High-Rise has everything I would love in a movie: collapse of society, foraging for supplies, absurd debauchery and more. It’s either the source material by J.G. Ballard, the adaptation or director Ben Wheatley’s take on it that loses me, so we’ll have to agree to disagree, cinematically speaking.
Dr. Robert Laing (Tom Hiddleston) moves into a high rise apartment community designed by The Royal (Jeremy Irons). We are introduced to all of the residents very quickly via a party because we’re going to need to know who everyone is later. First, the power goes out on the bottom floors where all the poor live, because the rich are using up too much. Then they lose all power and water and the residents turn into savages. By the way, did you get that the rich live up top and the poor below? Yes, it’s a vertical Snowpiercer.

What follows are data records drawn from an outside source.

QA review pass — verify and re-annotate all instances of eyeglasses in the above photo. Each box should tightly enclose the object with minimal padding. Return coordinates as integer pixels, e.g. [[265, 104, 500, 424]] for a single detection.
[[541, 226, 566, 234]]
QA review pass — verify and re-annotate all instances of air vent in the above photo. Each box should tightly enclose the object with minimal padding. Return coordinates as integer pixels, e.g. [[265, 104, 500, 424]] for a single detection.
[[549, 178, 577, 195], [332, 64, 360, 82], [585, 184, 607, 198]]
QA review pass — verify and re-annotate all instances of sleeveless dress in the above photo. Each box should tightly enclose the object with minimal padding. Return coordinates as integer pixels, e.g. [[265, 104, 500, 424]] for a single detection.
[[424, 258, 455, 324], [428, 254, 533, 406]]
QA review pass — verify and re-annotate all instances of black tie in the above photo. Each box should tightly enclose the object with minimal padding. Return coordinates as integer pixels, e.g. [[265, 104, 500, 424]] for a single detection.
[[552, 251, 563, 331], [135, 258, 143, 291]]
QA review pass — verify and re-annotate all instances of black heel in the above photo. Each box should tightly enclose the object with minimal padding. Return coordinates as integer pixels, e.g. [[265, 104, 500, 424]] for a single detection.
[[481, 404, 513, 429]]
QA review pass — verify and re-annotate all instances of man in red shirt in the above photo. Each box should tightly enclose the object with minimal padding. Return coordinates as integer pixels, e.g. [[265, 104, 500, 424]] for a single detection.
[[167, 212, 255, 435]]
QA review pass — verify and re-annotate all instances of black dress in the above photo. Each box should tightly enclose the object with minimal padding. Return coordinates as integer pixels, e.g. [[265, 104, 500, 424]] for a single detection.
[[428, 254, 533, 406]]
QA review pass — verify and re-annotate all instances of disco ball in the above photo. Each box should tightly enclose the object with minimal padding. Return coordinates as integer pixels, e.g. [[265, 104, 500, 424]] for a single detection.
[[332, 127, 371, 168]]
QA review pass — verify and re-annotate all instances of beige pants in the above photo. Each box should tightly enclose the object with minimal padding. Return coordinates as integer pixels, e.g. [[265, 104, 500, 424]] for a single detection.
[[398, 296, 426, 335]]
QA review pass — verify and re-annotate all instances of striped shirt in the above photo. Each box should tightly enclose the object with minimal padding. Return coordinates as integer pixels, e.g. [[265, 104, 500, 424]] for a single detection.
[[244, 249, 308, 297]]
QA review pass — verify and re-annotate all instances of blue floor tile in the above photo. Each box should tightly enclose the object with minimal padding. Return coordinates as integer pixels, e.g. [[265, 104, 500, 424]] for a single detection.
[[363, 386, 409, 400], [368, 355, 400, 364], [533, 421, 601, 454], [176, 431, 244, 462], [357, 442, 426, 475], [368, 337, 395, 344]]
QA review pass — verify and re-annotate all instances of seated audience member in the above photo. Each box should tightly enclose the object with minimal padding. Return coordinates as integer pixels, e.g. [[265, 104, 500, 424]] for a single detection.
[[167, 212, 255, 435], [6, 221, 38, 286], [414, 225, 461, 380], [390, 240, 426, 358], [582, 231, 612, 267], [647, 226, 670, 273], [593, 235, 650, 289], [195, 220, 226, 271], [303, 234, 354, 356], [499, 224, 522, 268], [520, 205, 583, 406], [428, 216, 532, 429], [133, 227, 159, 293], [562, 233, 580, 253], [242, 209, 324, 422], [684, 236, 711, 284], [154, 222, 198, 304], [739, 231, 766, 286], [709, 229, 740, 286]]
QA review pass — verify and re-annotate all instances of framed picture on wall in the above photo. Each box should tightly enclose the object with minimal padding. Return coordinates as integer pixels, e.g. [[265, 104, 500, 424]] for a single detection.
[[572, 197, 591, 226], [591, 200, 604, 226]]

The frames of the aftermath of carnage are fun to look at, and I’m all about poor people stealing supplies where they can intercept them. Wheatley and the production designers created a great looking world of the tower with a sterile supermarket and elevators lined with windows on all sides. Then he gets all Ben Wheatley up in there with way too many close ups of people dancing in slow motion and kaleidoscope distortions. The montages of chaos are scored with horror music, because obvious things are obvious.
I trust the story comes straight from the J.G. Ballard novel, although the filmmakers control the adaptation. I’ll even give you that no one bothers to leave the tower, even though they all have cars and the parking lot is a major plot point. “No reason,” as Quentin Dupieux would say, but I’ll accept that they just don’t feel like leaving if it’s for a bold new take on the topic, but you can’t have it just for the old “society goes primal without laws.”
I’m not surprised an R-rated violent film about the breakdown of society uses rape as a plot development. Disappointed, but not surprised. Even if the rapist is punished (and spoiler alert, I’m not saying if he is or isn’t), it still doesn’t solve the problem of portraying rape on film.
Animal abuse is also cinematic button pushing, and High-Rise triples down on it with three scenes of dogs being beaten or killed. I don’t doubt that savages wouldn’t be sensitive to an audience either, but dig a little deeper. There must be ways society can break down beyond the most obvious taboos.
There is surprisingly little geography established given that they’ve already got the structure. I guess we’re just to assume if rich people are there, it’s a high floor, and vice versa for poor low floors.
Subtlety is not High-Rise’s game, but it doesn’t even give you credit for having watched the movie they just made. Right before the credits roll, it actually features a historical radio broadcast blatantly stating the film’s theme. You know, just in case the high/low, up/down part wasn’t clear.